It wasn't until freshman year of college that I realized what an amazing ingredient pumpkin is. I have never been a big fan of pumpkin pie, and I think this must have always scared me off from ever trying anything else with pumpkin. It's really a shame I went through so much of my life without it. Then came that fateful care package to my freshman year roommate with a freshly made loaf of pumpkin bread. This was one of those loaves with a perfectly cooked inside but a gooey sugary crust on top. It was all over from there. I went pumpkin crazy and haven't looked back since. It just goes to show that the best friendships start over food. She shared. I love pumpkin bread. We're now best friends. Wonderful how those things work out, isn't it?

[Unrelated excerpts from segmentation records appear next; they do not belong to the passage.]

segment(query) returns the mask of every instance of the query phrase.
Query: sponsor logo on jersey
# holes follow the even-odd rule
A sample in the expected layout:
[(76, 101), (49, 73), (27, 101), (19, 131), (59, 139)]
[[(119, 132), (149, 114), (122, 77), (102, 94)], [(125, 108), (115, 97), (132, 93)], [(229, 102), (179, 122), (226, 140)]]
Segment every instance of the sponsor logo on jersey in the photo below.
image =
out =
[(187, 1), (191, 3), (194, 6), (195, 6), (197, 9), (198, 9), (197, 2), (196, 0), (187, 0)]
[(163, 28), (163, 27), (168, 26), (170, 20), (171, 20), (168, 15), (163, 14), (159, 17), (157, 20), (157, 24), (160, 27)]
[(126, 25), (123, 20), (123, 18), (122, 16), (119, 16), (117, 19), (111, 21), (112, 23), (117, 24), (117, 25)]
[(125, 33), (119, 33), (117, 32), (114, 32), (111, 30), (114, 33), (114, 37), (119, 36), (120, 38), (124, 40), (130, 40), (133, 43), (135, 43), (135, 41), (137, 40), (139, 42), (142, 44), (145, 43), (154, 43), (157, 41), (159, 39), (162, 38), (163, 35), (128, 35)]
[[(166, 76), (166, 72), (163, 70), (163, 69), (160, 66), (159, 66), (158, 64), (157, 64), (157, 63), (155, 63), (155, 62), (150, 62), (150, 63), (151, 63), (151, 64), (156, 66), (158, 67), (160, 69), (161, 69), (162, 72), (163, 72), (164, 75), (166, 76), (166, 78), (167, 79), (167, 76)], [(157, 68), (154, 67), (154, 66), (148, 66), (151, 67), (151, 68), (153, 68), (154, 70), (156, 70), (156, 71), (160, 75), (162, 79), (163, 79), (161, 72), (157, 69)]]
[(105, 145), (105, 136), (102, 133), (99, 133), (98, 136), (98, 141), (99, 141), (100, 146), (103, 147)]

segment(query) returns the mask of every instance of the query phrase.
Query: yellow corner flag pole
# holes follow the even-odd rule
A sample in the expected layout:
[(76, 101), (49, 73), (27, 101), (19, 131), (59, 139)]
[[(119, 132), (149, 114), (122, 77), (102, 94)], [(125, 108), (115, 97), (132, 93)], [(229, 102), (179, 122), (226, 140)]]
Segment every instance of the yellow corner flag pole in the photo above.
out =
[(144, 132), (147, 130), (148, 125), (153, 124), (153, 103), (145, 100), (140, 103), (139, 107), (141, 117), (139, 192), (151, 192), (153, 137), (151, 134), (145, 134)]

Now to these muffins. I don't know where to begin. I'm a harsh critic of all of my baked goods. I rarely will say I love something, but the second I tried one of these I not only loved them, I was in love with them. So were all of my roommates. They are incredible. There's nothing I would change about this recipe. The muffin itself is amazing enough to evoke the "Oh my god" reaction. Then you get a bite with cream cheese and all that love is taken up a notch. Helllloo fall. Best muffins ever.
Pumpkin Cream Cheese Muffins
Recipe from Annie's Eats
Yield: 24 muffins
Ingredients:
For the filling:
8 oz. cream cheese, softened
1 cup confectioners’ sugar
For the muffins:
3 cups all-purpose flour
1 tsp. ground cinnamon
1 tsp. ground nutmeg
1 tsp. ground cloves
1 tbsp. plus 1 tsp. pumpkin pie spice
1 tsp. salt
1 tsp. baking soda
4 large eggs
2 cups sugar
2 cups pumpkin puree
1¼ cups vegetable oil
For the topping:
½ cup sugar
5 tbsp. flour
1½ tsp. ground cinnamon
4 tbsp. cold unsalted butter, cut into pieces
Directions:
To prepare the filling, combine the cream cheese and confectioners’ sugar in a medium bowl and mix well until blended and smooth. Transfer the mixture to a piece of plastic wrap and shape into a log about 1½-inches in diameter. Smooth the plastic wrap tightly around the log, and reinforce with a piece of foil. Transfer to the freezer and chill until at least slightly firm, at least 2 hours.
To make the muffins, preheat the oven to 350˚ F. Line muffin pans with paper liners. In a medium bowl, combine the flour, cinnamon, nutmeg, cloves, pumpkin pie spice, salt and baking soda; whisk to blend. In the bowl of an electric mixer combine the eggs, sugar, pumpkin puree and oil. Mix on medium-low speed until blended. With the mixer on low speed, add in the dry ingredients, mixing just until incorporated.
To make the topping, combine the sugar, flour and cinnamon in a small bowl; whisk to blend. Add in the butter pieces and cut into the dry ingredients with a pastry blender or two forks until the mixture is coarse and crumbly. Transfer to the refrigerator until ready to use.
To assemble the muffins, fill each muffin well with a small amount of batter, just enough to cover the bottom of the liner (1-2 tablespoons). Slice the log of cream cheese filling into 24 equal pieces. Place a slice of the cream cheese mixture into each muffin well. Divide the remaining batter among the muffin cups, placing on top of the cream cheese to cover completely. Sprinkle a small amount of the topping mixture over each of the muffin wells.
Bake for 20-25 minutes. Transfer to a wire rack and let cool completely before serving. (It may be hard to resist immediate consumption, but the cream cheese filling gets very hot!)